Le settimane trascorse dal’8 novembre 2016 hanno dimostrato come Trump disprezzi i suoi sostenitori. Lui vuole “prosciugare la palude” attraverso il nepotismo, vuole dare potere agli emarginati attraverso le coccole ai super ricchi e gettare l’etica dell’America laboriosa fuori dalla finestra di quell’appartamento rivestito d’oro in cima alla sua torre: è stata un’ostentazione rivoltante. Con il tempo crescerà il numero di americani che andrà ad affiancare Meryl Streep. La gente vedrà che è stata raggirata da un attore meschino e superficiale. Ma, per finirla con Trump, i liberal dovranno fare i conti con il fatto che hanno perso di vista il loro paese.

                                                                                              Roger Cohen

 

 

Sul “Venerdì” di “Repubblica” dello stesso giorno, 13 gennaio 2017 è uscito un’interessante intervista che Vittorio Zucconi ha fatto al politologo Benjamin Barber, alle pagine 28-31.

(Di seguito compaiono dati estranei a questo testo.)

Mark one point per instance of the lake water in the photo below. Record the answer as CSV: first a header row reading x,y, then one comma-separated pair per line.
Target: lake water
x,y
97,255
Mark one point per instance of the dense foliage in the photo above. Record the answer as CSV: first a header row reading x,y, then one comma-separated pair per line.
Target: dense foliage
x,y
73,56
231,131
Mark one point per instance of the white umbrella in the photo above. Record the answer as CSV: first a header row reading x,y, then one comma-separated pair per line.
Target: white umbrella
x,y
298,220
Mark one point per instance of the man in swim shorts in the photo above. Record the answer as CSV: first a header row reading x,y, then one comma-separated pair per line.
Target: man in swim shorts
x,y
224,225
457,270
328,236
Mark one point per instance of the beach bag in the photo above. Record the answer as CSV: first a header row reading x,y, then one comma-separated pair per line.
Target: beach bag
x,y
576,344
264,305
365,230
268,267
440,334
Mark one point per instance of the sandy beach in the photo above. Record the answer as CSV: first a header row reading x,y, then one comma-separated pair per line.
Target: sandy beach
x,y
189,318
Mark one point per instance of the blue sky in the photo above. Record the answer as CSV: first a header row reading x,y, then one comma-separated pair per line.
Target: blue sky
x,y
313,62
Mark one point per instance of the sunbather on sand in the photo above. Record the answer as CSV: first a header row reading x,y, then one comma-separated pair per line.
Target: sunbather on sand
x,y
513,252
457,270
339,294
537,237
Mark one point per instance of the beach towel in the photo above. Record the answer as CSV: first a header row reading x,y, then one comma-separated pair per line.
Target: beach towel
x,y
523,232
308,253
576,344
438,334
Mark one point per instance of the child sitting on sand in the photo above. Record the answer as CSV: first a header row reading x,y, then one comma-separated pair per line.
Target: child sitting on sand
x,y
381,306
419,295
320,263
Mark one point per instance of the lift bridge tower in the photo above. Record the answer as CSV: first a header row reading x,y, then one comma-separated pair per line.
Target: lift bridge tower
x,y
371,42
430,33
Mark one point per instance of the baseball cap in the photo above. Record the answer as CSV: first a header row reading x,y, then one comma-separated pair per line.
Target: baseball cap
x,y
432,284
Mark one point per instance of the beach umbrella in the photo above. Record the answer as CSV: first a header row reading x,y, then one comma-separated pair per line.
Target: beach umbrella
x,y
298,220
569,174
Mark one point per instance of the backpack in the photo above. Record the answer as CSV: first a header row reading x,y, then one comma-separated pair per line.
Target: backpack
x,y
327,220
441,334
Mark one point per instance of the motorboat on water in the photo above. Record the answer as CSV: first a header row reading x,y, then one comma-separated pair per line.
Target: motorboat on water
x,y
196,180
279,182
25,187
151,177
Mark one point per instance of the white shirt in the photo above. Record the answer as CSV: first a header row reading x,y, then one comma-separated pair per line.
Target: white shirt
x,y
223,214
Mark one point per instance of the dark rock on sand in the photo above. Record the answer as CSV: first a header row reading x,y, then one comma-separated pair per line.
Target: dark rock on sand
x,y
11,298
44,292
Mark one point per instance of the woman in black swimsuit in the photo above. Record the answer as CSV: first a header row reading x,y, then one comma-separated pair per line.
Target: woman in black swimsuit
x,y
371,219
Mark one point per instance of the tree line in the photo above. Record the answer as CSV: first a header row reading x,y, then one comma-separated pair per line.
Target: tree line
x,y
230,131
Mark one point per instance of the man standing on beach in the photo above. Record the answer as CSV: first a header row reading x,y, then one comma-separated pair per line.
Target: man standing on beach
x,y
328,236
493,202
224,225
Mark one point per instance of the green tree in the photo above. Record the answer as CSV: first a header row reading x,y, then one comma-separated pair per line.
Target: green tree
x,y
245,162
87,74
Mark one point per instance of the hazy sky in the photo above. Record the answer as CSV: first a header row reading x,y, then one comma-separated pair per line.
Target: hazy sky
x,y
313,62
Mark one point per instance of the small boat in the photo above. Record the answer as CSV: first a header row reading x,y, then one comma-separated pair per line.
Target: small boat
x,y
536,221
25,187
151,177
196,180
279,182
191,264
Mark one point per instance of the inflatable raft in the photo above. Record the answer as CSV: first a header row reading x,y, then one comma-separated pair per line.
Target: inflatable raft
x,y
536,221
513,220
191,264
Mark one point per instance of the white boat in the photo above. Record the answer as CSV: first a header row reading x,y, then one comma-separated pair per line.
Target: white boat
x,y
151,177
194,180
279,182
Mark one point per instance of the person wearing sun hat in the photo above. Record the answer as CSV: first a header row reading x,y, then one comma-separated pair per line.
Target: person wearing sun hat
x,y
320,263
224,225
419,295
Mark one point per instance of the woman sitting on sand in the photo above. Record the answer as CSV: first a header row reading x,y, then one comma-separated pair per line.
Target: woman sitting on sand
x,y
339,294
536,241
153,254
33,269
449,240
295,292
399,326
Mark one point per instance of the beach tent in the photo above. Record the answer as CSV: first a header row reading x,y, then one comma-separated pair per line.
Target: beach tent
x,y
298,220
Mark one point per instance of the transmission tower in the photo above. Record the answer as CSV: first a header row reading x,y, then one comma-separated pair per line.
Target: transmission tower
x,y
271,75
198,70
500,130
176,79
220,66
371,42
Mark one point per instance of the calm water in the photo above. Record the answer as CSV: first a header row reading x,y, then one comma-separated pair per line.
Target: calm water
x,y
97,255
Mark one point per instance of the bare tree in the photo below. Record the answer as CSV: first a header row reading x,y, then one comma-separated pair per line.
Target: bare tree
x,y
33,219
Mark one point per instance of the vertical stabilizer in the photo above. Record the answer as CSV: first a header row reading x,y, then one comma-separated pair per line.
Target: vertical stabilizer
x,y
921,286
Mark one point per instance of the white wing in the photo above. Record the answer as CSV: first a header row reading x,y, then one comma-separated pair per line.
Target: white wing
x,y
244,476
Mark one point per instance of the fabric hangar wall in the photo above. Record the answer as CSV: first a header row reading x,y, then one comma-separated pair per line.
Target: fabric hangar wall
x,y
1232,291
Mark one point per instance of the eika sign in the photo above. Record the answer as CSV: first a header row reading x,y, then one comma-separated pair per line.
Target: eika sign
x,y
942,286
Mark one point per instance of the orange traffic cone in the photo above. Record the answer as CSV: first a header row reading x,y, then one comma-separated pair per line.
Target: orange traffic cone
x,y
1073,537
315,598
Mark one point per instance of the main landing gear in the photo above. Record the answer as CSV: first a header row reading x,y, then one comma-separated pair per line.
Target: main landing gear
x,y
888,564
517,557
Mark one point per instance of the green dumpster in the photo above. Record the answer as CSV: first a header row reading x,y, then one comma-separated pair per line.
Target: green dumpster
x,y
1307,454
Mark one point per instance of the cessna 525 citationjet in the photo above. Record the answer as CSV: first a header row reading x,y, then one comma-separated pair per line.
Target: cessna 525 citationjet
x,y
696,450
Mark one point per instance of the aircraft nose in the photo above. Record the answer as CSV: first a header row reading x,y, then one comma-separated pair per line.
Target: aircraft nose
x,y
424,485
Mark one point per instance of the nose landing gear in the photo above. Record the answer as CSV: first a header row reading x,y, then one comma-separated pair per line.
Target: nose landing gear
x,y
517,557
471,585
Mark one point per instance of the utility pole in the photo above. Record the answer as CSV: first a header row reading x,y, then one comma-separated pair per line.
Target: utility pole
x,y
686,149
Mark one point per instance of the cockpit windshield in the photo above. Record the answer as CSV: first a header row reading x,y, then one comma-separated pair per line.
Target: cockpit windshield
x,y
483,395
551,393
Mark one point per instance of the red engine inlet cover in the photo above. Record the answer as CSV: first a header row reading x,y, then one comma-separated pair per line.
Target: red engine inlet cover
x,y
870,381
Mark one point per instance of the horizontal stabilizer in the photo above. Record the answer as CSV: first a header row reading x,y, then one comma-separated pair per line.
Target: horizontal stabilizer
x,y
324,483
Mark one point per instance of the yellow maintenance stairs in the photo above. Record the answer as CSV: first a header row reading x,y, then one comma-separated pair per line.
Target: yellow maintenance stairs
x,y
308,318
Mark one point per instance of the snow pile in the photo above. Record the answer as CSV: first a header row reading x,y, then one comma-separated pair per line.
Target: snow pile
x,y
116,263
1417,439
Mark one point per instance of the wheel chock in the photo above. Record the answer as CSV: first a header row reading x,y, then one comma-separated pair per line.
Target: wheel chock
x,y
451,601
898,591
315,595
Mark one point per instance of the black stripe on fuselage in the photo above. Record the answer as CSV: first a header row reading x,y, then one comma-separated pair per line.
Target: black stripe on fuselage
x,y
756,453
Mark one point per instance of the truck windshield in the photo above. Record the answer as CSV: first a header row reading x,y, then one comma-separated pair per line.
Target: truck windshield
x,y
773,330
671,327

                        Il partito dei sindaci? Ci salverà da Trump

Da New York a Los Angeles, le città daranno battaglia su clima e immigrati. Solo loro possono fermare il nuovo Presidente.

 

Isole di civiltà in un oceano ribollente di barbarie, roccaforti assediate dalle onde sempre più alte della “ignoranza che si fa governo”. Per Benjamin Barber sono le città l’ultima speranza per fermare il collasso delle democrazie occidentali. A poche ore dall’insediamento di Donald Trump al potere, il professore e politologo americano che –dopo aver dedicato al tema delle città “If Mayors Ruled the World” (2013) sta per far uscire “Cool Cities”, mentre in Italia ha pubblicato “Consumati” (Einaudi, 2010)- è oggi l’ascoltatissimo profeta della nuova resistenza metropolitana nata a New York, Boston, Los Angeles, Miami, Seattle, Washington, Chicago, New Orleans, San Francisco. Città che hanno sbarrato le porte a Trump. Oppure come Londra, che ha respinto massicciamente le sirene della Brexit e ha eletto un sindaco di origine pachistana. “Trump ha conquistato la Casa Bianca grazie a un sistema elettorale anacronistico, costruito per un’America di fine Settecento dove il 90% della popolazione era rurale. Oggi 4 americani su 5 vivono nei grandi agglomerati urbani. Trump non se ne rende conto, crede di essere la grande novità del nostro tempo” mi dice Barber, in passato fra i consiglieri di Clinton, quello che ha vinto due elezioni, “in realtà sta veleggiando contro il vento della Storia”.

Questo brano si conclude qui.